It’s a back-end behemoth. Jokes, pictures, work documents, presentations and video clips. Companies are storing gigabyte upon gigabyte of items they don’t need, and they haven’t organized those they do so the end user can get at them.
“A lot of companies that didn’t manage their data retention by policy at the onset find it a lot more difficult to manage their policies from a cost perspective. There were no bounds on their mailboxes, and it just grows exponentially,” says Carl Jones, director of desktop and e-mail product management at The Boeing Co. in Chicago.
“What we’ve found is people will manage right up to their limit,” Jones says.
Even before Boeing installed Microsoft Corp.’s Exchange messaging and collaboration software in 1996, the company had already begun to cut back on the storage allotted to employees for their e-mail. Boeing used the messaging software to implement a strict policy allowing messages to be backed up for only 14 days and limiting each user to 15MB of e-mail storage space.
Jones says making end users responsible for managing their own information is a long-standing policy at Boeing, in part because of the economic benefits: The less data stored, the less hardware the company has to buy. And, to make individual business units aware of their usage, they are billed for messaging services as if they were customers. The messaging services are part of each unit’s operating budget.
The 15MB limit is a hard stop, Jones says. When a user approaches the limit, he’s warned automatically. And when a user hits the wall, he can receive but no longer send messages, Jones says.
Users are expected to move necessary messages, documents and attachments to a file storage system. “The effect is that they delete mail that they don’t need, and they store mail that they do need in another way,” like in the file storage system or on the company intranet, Jones says.
“By policy, if it’s something to be conducted for business, we ask that it be conducted on the Web,” he adds. “How we access that information is through the search engine on the Web.”
Steps to Take
Accessing stored information is the other key component of managing messaging mailboxes. Purging e-mail isn’t necessarily the right way to go about managing what is, in large part, a company’s intellectual assets, says Robert Gray, an analyst at International Data Corp. in Framingham, Mass.
“It’s a penny-wise and pound-foolish policy,” he says. Instead, firms need to decide first how they will organize their data and, second, how will they handle their old, disorganized data in messaging systems.
“What are you doing when you’re purging stuff? You should have software with metadata that lets you get at it,” Gray says.
Existing knowledge management tools from the two major messaging and collaboration vendors, Microsoft and IBM subsidiary Lotus Software Group, can help, but they aren’t yet widely used, analysts say.
Gray says using a search engine can get at messaging stores, mostly by tagging files with metadata so they can be searched not only by author, but also by content and subject.
When messaging and collaboration systems do attempt to organize data, however, they look at more than just e-mails.

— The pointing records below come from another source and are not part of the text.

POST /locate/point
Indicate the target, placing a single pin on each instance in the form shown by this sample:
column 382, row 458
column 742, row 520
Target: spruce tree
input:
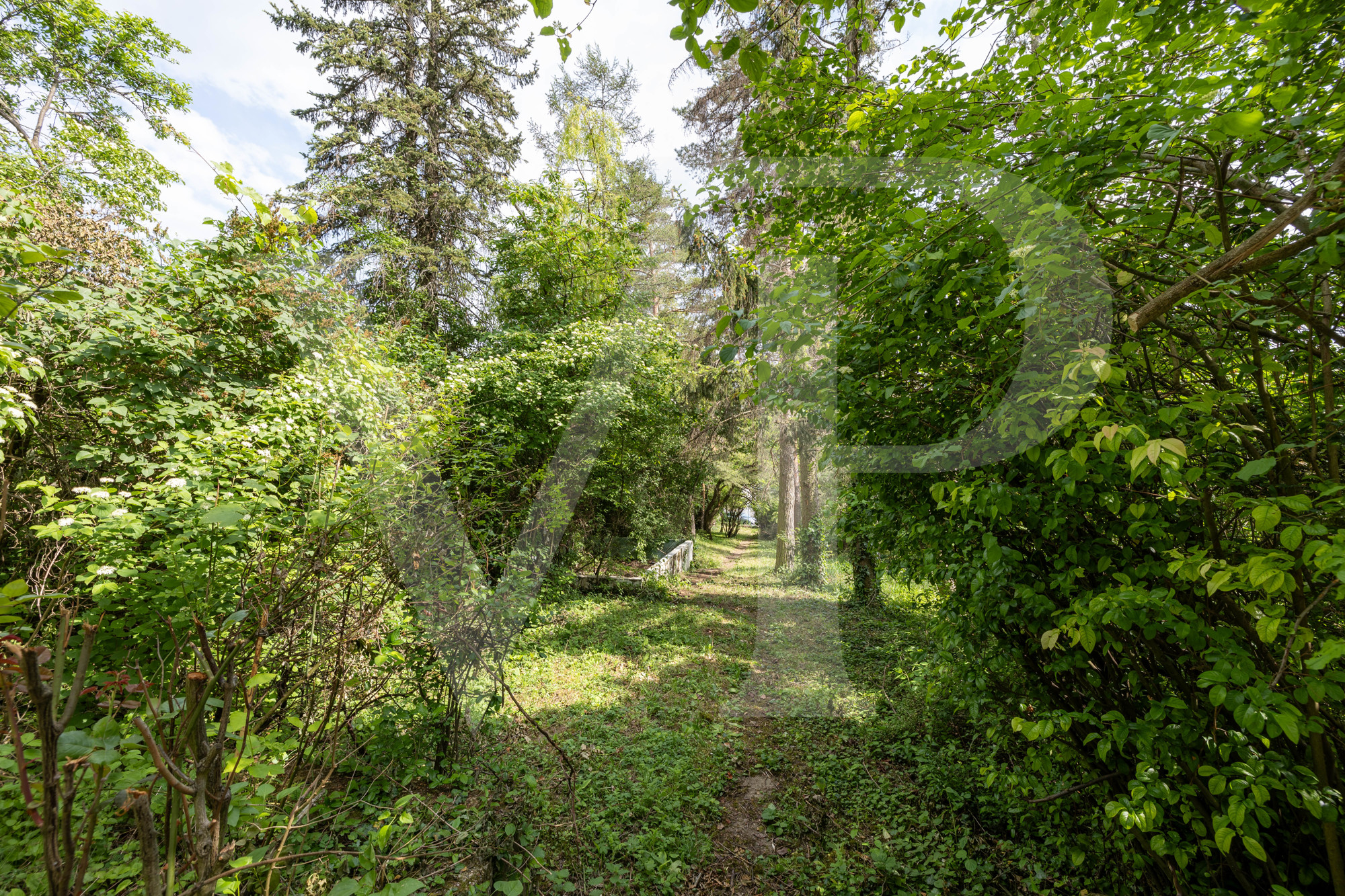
column 412, row 147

They look at all objects in, for example, Microsoft’s Outlook/Exchange and Lotus Notes/Domino messaging systems, which contain address books, calendar and other information databases. Add unified messaging, with voice mail, fax, wireless pages and any other conceivable form of communication, and the communications database becomes much more unwieldy to maintain and to access.
“Unified messaging has failed in corporations. Part of the reason for this is that the systems that store voice mail are different from the systems that store e-mail. This results in poor integration from the user’s standpoint,” says David Ferris, president of Ferris Research in San Francisco.
Ferris analyst David Druker says Notes and Exchange don’t add much to the size of an e-mail file, but because they are relatively complex messaging systems, they “take lots of server CPU [cycles] to service users and manage their message stores.”
A Policy Vacuum
When it comes to e-mail, most companies turn a blind eye to the teetering stacks of messages their workers accumulate over weeks, months and even years.
A recent survey of corporations and their e-mail retention policies by Ferris Research in San Francisco revealed that users store huge volumes of data and that companies are soft on even the most egregious digital pack rats.
“Most companies still have no quotas and probably only crack down on staff when they have huge mailboxes of several hundred megabytes or more,” says Ferris analyst David Druker, although he notes that e-mail retention policies vary widely from company to company.
Boeing, which allows workers limited storage space for e-mail, is an exception, he says. But like Boeing, most companies let users manage their own e-mail storage, deciding whether to delete messages or save them as files, Druker says.
But the attitude toward e-mail storage appears to be changing. “Several respondents [said they were] interested in technology like e-mail archiving systems to help them centrally manage this mail,” Druker says. “Some want to hold on to the messages indefinitely, while others plan to destroy them after a few years.”
Another way to control the volume of saved e-mail is by filtering for inappropriate content.
“Quite a few companies filter e-mail or analyse its content to stop or remove large or legally questionable attachments,” Druker says.